His critics have called him gutless for turning down thechallenge hurled at him by the Ateneo Debate Society, and he may very well be wary of tangling with the best debate team in the country. But Sotto is no slouch when it comes to fighting with words.

His arsenal of rhetoric has weapons that not even the ADS is ready for. Like a total pig-headed unwillingness to look facts in the face, for example. He has tangled with Senator Miriam Defensor-Santiago, author of the RH bill, and was able to give as much as he got. He was able to silence Santiago, for example, with the ultimate debate combo breaker of “Well, that is your opinion.”

Santiago, expecting a counter-argument that made sense, was speechless.

In an earlier tussle, Sotto tried to trap Santiago into agreeing that passage of the RH bill would mean millions in profits for contraceptive manufacturers and dealers. “So! The RH bill is about money, and not health!,” he said, hoping to catch the feisty senator unawares.

And that, she was. “Oh, that is unfair,” she sighed wearily, realizing that it would be easier to squeeze blood from a stone than to get Sotto, who has promised to expose the contraceptive-industry lobby backing the bill, to agree to the need for a reproductive health bill.

And that, no matter how silver-tongued debaters are, will be how any debate with Sotto, or indeed most of the Pro-Life camp, will end. To be fair, it is just as unlikely for Santiago or for Senator Pia Cayetano to abandon the bill after a debate with the University of Santo Tomas Debate Team (whom we assume with no basis are against the RH bill).

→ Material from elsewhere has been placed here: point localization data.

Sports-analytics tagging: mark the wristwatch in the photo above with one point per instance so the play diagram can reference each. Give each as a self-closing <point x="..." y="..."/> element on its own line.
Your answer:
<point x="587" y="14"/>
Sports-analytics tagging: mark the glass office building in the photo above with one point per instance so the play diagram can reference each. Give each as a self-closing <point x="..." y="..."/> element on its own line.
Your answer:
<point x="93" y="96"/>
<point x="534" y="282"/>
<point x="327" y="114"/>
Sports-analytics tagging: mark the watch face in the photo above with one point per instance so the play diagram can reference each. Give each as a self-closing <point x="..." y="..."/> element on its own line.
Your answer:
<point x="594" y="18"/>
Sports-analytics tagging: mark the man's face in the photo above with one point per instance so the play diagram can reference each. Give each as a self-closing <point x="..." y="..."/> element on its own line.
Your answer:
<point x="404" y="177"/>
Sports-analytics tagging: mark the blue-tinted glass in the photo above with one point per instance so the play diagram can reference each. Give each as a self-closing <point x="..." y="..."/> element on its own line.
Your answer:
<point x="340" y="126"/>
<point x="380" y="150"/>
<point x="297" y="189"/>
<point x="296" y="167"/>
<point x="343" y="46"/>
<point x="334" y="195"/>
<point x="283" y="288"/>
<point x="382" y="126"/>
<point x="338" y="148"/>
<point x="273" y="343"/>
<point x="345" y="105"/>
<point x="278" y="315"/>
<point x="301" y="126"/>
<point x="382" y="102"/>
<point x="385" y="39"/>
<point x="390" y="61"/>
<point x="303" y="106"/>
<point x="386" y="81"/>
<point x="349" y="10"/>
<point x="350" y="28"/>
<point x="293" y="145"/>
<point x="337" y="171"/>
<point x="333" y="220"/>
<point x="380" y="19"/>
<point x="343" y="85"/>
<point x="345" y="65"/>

Senate President Juan Ponce Enrile, who has yet to be sold on the bill, has said that the bill will be subject to long and heated debates at the Senate. In the end, however, each senator will have to vote according to their conscience, he said.

And there lies the problem. Consicence is a funny thing. It isn’t always logical and is not always informed. One might even argue that it doesn’t exist. But one cannot argue against conscience. Not even within the Church.

“Conscience is inviolable, and the individual Catholic has a right to follow her own conscience, even when it is erroneous,” Santiago said in one of her sponsorship speeches for the bill. It was to argue that individual Catholics can dodge dogma on this one, but it can also apply to Sotto.

Should we keep discussing the RH bill? Definitely. But there is little that can be gained from giving Sotto, or any other lawmaker, a public drubbing from university students trained to argue either side of a debate.

If anything, it will only further alienate the masses and the fundamentalists that Sotto stands with. If the middle class was offended by James Soriano’s elitist column on the English language last week, imagine how TVJ fans would feel seeing their TitoSen being mocked and baited in an actual debate. They might just riot.

Passing a law, as with running a nation, is about building a consensus. Pro-RH bill groups should continue to engage with lawmakers and to lobby for its passage. But this should be done through dialogue and not debate. Anybody who has seen any university debate team in action knows that when they talk, there is no room for dialogue.

[EMBARRASSING ERRATUM: We read it wrong. The ADS will host the debate, while Akbayan will do the actual debating. Akbayan’s Leloy Claudio who challenged Sotto is from ADS. So we are half right!]